Like many of you, I need to keep in touch with popular opinion, particularly in news items. In doing so, I come across many anti Catholic articles and blogs which express anti Catholic views. And it is quite rare to find a Catholic response which corrects misinformation and demonstrates what we believe and do.
I have often wondered how I could get across the message to non Catholics without appearing to be stuffing our beliefs down unwelcoming throats. But contributing to a blog is simply to respond to an invitation to participate. Why should we miss the opportunity?
Here are some tips. I offer these to you for comments. This will guide me further. If enough of you are willing to help I will put an additional page in – to be headed, The Apostolate of the Blog.
1) You will probably want to reserve a special email address for this activity. Use, say, Hotmail or some such provider and get an additional address for free.
2) If you are not encountering enough Catholic attacks, then ask Google News to send you news alerts on the subjects you would like to cover. Google “google alert” if you haven’t tried this before. You might practise with “faith schools” – and see what comes up. It’s fashionable at the moment.
3) Keep a folder (mine is on my desktop) to record userids and passwords for publications you may want to contribute to. You can also keep notes under relevant subject headings. While I was typing this my computer paged me with two new items: “faith schools” and “Pope heads for Africa where condom debate rages.”
4) I recommend drafting on a word processor before pasting into the blog. Mistakes in spelling or grammar are easy to make but they do tempt the reader into rejecting what you have to say.
5) Your target is not the writer of the offending article or of the contribution you are opposing.

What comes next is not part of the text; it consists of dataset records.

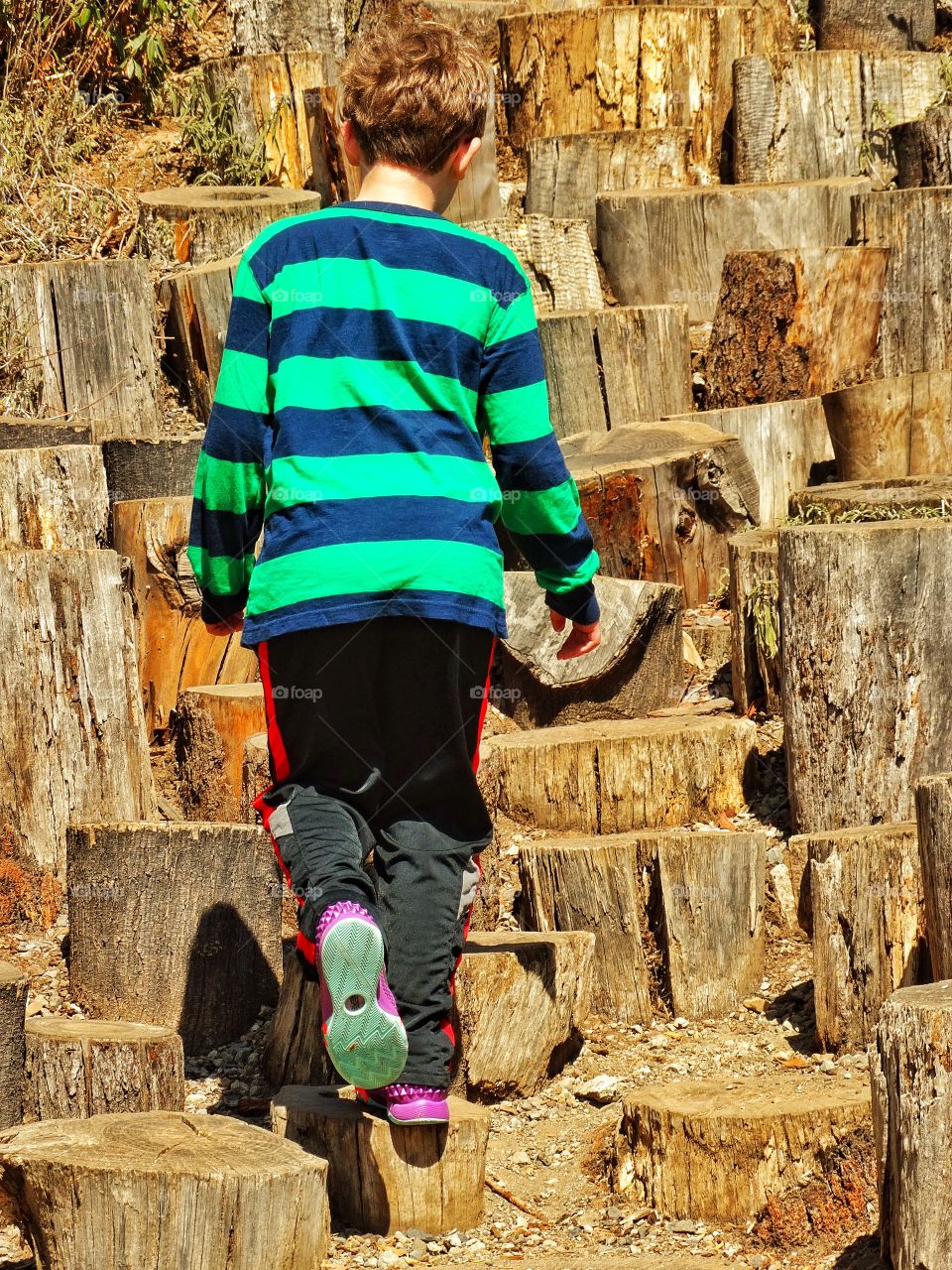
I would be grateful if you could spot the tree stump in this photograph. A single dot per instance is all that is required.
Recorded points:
(721, 1150)
(79, 1067)
(73, 728)
(662, 500)
(756, 630)
(197, 223)
(53, 499)
(189, 939)
(865, 697)
(793, 324)
(429, 1178)
(910, 1066)
(82, 330)
(654, 250)
(212, 724)
(166, 1189)
(14, 987)
(638, 667)
(890, 429)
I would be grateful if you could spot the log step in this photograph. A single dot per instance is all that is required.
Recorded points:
(166, 1189)
(424, 1176)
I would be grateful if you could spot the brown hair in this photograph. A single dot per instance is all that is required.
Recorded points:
(413, 91)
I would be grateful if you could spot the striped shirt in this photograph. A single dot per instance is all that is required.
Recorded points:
(371, 349)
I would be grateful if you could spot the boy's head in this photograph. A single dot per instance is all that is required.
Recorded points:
(413, 93)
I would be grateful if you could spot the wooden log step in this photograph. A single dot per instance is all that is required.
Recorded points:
(617, 775)
(638, 667)
(54, 499)
(869, 928)
(803, 116)
(689, 903)
(73, 739)
(793, 322)
(177, 925)
(785, 443)
(429, 1178)
(197, 223)
(81, 1067)
(892, 429)
(661, 500)
(720, 1150)
(86, 329)
(910, 1066)
(654, 249)
(616, 366)
(166, 1189)
(860, 733)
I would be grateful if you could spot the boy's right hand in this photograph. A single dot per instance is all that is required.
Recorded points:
(583, 639)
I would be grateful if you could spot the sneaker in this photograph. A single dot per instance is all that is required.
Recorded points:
(362, 1028)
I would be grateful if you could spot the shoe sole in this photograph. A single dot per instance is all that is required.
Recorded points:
(366, 1046)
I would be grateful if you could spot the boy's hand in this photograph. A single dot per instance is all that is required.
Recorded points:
(581, 640)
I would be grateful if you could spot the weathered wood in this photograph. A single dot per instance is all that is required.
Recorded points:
(636, 668)
(79, 1067)
(793, 322)
(73, 733)
(429, 1178)
(720, 1150)
(866, 690)
(669, 245)
(166, 1189)
(893, 427)
(197, 223)
(662, 499)
(177, 925)
(911, 1082)
(53, 499)
(869, 928)
(81, 333)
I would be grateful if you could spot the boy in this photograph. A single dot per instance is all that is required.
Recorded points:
(372, 345)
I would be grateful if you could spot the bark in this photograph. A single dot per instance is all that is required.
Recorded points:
(164, 1189)
(382, 1179)
(186, 939)
(77, 1067)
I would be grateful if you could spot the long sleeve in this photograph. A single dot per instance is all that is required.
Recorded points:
(540, 507)
(229, 494)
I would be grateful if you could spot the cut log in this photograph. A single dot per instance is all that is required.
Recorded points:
(869, 928)
(756, 629)
(784, 441)
(79, 1067)
(166, 1189)
(197, 223)
(636, 668)
(803, 116)
(866, 679)
(212, 724)
(662, 499)
(175, 649)
(896, 427)
(14, 987)
(386, 1178)
(720, 1150)
(73, 733)
(616, 366)
(188, 937)
(522, 1000)
(669, 245)
(54, 499)
(911, 1082)
(793, 324)
(81, 333)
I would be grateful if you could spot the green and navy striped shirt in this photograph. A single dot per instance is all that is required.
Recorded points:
(371, 349)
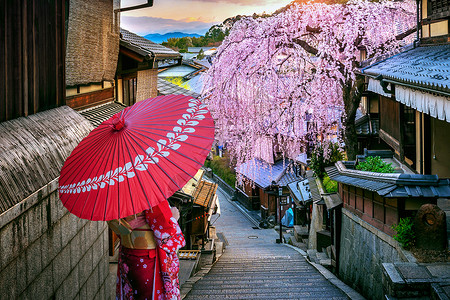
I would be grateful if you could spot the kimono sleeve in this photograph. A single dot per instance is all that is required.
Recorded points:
(166, 230)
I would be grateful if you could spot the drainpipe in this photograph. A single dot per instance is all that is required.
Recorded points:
(419, 28)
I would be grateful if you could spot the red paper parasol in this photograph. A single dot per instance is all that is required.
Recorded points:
(137, 159)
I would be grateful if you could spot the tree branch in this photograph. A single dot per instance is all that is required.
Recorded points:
(401, 36)
(308, 48)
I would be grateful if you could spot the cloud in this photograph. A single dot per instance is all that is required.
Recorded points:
(146, 25)
(241, 2)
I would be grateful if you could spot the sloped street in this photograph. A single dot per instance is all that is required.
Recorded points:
(253, 266)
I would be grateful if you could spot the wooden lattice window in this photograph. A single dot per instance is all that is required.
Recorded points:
(438, 9)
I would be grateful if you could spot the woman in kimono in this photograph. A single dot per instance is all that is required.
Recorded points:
(148, 263)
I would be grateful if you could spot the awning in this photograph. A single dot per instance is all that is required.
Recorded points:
(434, 105)
(421, 77)
(332, 201)
(375, 86)
(98, 114)
(204, 193)
(300, 192)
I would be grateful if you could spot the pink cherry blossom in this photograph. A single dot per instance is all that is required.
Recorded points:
(291, 78)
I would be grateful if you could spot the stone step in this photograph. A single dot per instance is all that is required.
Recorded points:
(321, 256)
(300, 232)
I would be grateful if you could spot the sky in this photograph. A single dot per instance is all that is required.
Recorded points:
(190, 16)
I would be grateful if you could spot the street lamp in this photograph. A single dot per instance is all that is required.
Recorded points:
(280, 193)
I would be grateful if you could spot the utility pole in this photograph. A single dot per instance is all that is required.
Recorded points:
(280, 192)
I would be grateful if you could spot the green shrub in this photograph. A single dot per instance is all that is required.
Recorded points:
(220, 167)
(375, 164)
(329, 185)
(405, 232)
(319, 162)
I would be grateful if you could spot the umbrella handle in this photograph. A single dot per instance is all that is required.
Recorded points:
(118, 123)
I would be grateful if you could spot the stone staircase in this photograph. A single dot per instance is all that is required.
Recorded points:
(299, 239)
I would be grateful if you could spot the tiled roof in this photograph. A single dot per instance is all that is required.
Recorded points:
(315, 194)
(427, 67)
(195, 84)
(191, 185)
(204, 193)
(367, 126)
(167, 88)
(300, 191)
(101, 113)
(147, 46)
(178, 70)
(392, 185)
(262, 173)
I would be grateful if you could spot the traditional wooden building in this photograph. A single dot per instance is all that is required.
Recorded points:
(262, 181)
(137, 70)
(92, 52)
(412, 89)
(46, 252)
(197, 202)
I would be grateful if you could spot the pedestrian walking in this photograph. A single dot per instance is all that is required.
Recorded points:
(148, 264)
(125, 170)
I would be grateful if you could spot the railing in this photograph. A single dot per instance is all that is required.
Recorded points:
(225, 186)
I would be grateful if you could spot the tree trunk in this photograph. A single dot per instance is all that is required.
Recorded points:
(352, 98)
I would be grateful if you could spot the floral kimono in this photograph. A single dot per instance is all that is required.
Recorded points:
(152, 273)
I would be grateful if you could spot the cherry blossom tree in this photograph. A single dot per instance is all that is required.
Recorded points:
(292, 78)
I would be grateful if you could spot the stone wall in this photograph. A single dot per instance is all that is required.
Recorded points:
(363, 250)
(48, 253)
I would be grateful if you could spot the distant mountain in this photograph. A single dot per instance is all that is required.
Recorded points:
(159, 38)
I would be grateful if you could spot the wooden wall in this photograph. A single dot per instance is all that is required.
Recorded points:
(32, 53)
(379, 212)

Even if you convince them, they won’t say so. It is the casual but interested reader, whose mind is open enough to take in new ideas, whom you want to inform.
6) Your contribution should always be polite and thoughtful. The clever put-down wins neither the argument nor friends. There are excellent examples on this site of good contributions on controversial matters.

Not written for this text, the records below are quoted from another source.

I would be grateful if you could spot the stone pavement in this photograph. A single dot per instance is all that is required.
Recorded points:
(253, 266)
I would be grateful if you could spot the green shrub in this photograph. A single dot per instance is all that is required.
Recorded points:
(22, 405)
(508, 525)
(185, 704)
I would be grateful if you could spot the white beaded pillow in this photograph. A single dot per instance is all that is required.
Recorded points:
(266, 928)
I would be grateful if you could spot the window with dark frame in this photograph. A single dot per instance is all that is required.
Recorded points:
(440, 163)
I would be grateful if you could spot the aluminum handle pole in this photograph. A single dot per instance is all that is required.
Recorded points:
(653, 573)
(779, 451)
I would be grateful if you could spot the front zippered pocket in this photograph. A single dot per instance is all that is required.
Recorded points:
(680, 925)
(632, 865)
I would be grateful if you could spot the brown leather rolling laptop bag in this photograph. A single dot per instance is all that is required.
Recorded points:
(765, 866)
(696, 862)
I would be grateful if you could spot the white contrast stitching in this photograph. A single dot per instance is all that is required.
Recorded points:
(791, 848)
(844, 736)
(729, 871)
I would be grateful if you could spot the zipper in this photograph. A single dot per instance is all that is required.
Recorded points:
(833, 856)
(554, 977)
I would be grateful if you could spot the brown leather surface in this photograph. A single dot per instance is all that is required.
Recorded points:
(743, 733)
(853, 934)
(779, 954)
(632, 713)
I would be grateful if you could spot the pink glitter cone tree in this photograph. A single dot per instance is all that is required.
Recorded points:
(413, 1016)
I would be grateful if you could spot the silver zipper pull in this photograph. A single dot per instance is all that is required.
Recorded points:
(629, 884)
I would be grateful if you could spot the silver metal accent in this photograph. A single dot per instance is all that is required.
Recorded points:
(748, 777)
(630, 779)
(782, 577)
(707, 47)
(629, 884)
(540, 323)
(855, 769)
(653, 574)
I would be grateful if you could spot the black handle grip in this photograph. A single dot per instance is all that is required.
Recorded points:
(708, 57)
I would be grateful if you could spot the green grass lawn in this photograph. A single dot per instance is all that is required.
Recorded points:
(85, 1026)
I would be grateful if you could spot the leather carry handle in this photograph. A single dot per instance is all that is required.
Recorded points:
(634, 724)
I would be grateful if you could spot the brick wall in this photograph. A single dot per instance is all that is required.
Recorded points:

7) Keep your contributions short and to the point. Don’t try and get everything in – just get your key message across.
8) Be honest. Where relevant, admit shortcomings. This willingness to prefer truth to comfort enhances credibility.
9) Be factual. You must be ready to produce evidence if you are challenged. (If you can’t support your points, don’t make them.). Do distinguish between your own view and the Church’s view, particularly if the views are different!
10) Be short. Two hundred words is too long; few will even start reading. Use paragraph spacing, if you can; it’s easier on the eye.
How do you develop good contributions? I think we would all be much helped if we asked our friends on Secondsight to critique what we use. I don’t mean that we should have pro-forma contributions but, if we have basic facts and phrasings on the main subjects available (and our critics are not known for their originality) we can use these time and again, packaged in different ways. It would be possible, I believe, that we could build up a useful armoury of answers which could be used by anyone who wishes.
So – to get the ball rolling, here is a comment I sent this morning in response to a claim that the Church was declaring that condoms were useless. (How many people by now have at least a better idea of what the Church contributes to the AIDs disaster, as a result?) But could this be improved, shortened, other points used, etc.?
Please come back not only with suggestions for my answer on the Pope and condoms, but with the whole idea of the Apostolate of the Blog.
It is true that the late Cardinal Trujillo, speaking in 2003 – after taking professional advice, said that the AIDs virus could fit through the pores of the condom. But every Catholic interested in such matters, knows that this is not true. Condoms (in good condition and used properly) give a high level of protection, on an incident by incident basis.
What the Pope did say is that condom promotions in societies suffering from epidemic Aids are counterproductive, while programmes which promote marital fidelity and avoidance of sexual relationships outside marriage have proved significantly effective. The evidence for this is quite clear, and supported by the secular experts.
Meanwhile Catholic organisations, working often with non Catholic partners, are doing massive work in ensuring that people are able to have anti-retroviral therapy, and their newborn protected from perinatal infection. You will perhaps find that they are being funded by people just like your Catholic friends next door. You might go round and thank them.